= Public Protection Classification Program =

The Public Protection Classification (PPC) program, is a tool developed by the Insurance Services Office (ISO) for property and casualty insurers to properly assess their risk by rating fire protection services throughout the United States.

==Class determination==
ISO collects data for more than 47,000 communities and fire districts throughout the country. The data is then analyzed using a proprietary Fire Suppression Rating Schedule (FSRS).

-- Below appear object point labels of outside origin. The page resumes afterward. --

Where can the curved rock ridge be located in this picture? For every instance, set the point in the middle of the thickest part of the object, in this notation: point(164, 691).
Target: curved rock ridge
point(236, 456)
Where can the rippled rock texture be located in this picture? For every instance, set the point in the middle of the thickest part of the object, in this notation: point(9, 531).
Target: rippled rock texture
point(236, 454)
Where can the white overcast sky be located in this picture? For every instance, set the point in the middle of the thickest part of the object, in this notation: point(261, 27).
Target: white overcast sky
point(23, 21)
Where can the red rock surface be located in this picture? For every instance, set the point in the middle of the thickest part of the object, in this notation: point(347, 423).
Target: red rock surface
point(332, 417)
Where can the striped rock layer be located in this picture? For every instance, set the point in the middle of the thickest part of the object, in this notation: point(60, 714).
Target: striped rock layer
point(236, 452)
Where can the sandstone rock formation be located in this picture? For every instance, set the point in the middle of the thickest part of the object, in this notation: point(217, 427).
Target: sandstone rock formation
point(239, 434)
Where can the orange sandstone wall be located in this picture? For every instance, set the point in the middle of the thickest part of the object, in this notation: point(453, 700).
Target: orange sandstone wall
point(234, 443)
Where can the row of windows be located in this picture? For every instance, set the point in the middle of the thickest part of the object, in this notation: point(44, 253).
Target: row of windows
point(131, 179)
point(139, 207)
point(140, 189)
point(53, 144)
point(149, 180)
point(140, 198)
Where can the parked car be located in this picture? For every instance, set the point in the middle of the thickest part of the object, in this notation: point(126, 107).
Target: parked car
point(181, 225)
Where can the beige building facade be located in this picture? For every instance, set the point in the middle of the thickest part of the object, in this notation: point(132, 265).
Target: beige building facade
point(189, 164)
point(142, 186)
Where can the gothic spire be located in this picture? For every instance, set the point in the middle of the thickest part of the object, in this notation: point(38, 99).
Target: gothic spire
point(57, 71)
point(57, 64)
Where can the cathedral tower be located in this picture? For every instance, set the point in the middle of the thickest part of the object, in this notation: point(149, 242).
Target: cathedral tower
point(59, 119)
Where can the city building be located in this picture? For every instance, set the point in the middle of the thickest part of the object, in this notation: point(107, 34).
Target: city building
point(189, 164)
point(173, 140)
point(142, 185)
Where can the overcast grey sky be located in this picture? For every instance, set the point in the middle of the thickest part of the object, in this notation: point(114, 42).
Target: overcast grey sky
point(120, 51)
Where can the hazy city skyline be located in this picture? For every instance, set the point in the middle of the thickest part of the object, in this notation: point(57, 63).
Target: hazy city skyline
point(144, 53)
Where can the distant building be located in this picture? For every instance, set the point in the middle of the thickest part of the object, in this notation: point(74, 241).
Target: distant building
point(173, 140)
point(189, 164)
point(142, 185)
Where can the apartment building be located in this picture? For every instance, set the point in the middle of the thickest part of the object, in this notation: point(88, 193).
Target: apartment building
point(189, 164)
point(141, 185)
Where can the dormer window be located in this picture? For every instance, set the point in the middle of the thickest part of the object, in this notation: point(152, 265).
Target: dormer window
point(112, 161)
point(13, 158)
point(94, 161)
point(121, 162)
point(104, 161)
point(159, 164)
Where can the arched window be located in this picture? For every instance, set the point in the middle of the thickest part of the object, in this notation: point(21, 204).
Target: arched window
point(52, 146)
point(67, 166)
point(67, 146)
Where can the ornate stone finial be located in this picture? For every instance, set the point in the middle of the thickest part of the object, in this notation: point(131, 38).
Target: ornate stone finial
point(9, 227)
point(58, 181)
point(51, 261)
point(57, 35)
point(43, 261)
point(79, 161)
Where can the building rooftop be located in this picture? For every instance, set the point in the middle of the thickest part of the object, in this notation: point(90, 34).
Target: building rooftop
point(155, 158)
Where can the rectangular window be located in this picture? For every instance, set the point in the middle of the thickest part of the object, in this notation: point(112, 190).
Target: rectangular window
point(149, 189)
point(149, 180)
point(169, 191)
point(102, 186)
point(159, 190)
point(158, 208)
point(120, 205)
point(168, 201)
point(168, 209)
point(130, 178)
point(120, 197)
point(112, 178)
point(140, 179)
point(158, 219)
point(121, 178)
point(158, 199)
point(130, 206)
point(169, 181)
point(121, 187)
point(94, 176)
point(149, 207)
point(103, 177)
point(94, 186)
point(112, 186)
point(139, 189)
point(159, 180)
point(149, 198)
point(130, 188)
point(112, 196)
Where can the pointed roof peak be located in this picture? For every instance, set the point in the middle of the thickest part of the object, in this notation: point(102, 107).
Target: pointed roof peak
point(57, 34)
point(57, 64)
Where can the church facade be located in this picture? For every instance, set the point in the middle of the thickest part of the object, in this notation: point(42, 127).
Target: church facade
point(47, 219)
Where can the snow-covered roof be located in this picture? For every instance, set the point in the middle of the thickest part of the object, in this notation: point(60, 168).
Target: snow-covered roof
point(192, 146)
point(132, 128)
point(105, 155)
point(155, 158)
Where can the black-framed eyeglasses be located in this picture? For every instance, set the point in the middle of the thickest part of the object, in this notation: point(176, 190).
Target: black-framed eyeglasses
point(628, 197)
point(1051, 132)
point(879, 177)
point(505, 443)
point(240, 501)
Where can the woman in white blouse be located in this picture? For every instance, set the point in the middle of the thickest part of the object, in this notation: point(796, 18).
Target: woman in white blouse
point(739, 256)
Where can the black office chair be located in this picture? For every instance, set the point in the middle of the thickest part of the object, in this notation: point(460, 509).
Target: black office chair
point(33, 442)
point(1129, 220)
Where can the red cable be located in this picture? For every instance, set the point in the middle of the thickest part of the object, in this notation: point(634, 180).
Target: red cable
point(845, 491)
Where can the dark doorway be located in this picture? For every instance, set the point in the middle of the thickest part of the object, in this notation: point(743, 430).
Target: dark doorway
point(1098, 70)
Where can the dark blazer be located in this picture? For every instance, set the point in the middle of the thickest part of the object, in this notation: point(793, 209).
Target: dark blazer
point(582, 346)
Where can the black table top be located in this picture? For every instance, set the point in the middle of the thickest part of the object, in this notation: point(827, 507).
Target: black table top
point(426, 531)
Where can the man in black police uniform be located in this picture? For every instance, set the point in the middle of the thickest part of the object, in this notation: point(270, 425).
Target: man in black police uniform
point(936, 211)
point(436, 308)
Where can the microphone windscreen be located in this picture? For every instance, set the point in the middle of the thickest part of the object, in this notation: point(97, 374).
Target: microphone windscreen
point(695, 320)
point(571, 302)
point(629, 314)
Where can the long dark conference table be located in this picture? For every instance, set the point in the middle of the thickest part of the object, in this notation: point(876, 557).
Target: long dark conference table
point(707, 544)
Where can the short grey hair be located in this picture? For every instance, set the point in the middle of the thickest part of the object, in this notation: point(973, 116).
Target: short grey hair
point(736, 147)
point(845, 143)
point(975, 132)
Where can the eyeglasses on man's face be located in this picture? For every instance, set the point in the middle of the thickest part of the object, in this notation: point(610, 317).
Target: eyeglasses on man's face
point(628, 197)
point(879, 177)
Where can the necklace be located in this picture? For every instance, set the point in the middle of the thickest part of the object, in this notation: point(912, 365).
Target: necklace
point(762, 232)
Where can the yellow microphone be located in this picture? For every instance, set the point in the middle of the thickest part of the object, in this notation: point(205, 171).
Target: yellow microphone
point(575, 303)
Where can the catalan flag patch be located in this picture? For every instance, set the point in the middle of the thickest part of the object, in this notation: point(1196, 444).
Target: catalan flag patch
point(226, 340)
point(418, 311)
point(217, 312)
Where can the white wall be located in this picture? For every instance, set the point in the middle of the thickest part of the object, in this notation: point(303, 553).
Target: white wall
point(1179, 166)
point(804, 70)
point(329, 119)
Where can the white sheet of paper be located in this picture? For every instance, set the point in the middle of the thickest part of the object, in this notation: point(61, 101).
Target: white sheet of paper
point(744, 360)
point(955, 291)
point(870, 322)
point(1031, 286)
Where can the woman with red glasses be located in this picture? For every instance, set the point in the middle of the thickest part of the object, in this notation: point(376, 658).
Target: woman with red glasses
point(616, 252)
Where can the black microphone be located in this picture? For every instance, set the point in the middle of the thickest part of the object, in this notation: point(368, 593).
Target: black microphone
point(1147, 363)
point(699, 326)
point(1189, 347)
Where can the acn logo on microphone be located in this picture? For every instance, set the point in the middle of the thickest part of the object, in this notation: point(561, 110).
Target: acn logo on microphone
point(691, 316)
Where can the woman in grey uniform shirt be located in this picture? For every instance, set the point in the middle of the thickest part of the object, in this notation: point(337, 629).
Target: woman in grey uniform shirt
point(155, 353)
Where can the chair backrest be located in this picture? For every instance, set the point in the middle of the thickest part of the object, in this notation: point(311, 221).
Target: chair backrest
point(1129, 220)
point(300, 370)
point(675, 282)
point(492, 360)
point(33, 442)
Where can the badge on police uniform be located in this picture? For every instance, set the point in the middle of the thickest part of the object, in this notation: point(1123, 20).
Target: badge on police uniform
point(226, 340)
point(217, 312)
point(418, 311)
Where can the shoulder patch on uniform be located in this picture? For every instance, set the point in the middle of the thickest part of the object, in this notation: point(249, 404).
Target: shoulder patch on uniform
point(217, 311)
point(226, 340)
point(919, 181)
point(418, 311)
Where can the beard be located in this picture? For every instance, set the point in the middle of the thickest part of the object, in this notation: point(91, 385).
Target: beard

The Schedule then assigns a PPC score between 1 and 10 to the department, with Class 1 representing "superior property fire protection" and Class 10 indicating that an area doesn't meet the minimum criteria set by the ISO. On July 1, 2013, the revised FSRS was released, adding an emphasis on a community's effort to limit loss before an incident occurs.

In developing a PPC, the following major categories are evaluated:

- Emergency Communications: Fire alarm and communication systems, including telephone systems, telephone lines, staffing and dispatching systems.
- Fire Department: The fire department, including equipment, staffing, training and geographic distraction of fire companies.
- Water Supply: The water supply system, including the condition and maintenance of hydrants and the amount of available water compared with the amount need to suppress fires.

Added 2013 criteria:

- Fire Prevention: programs that contain plan review; certificate of occupancy inspections; compliance follow-up; inspection of fire protection equipment; and fire prevention regulations related to fire lanes on area roads, hazardous material routes, fireworks, barbecue grills, and wildland–urban interface areas.
- Public Fire Safety Education Programs: fire safety education training and programs for schools, private homes and buildings with large loss potential or hazardous conditions and a juvenile fire setter intervention program.

==Minimum requirements==

To receive a PPC, a fire department must meet minimum infrastructure, staffing and equipment requirements. If a department doesn't meet at least one of the following requirements, then they are assigned a Class 10 rating.

===Organization===
- Formal fire department organized under state or local laws.
- Must have one person responsible for the operation of the department (example: Chief).
- Service area must have definite boundaries.
- For departments that service multiple communities, a written contract must be present.

===Membership===
- The department must respond at least four firefighters to structure fires. The chief may account for one of those required positions.

===Training===
- The department must conduct at least two hours of training every two months for active firefighters.

===Alarm notification===
- There must be no delay in receiving alarms and dispatching firefighters/apparatus.

===Housing===
- Apparatus must have adequate housing, as to protect it from weather.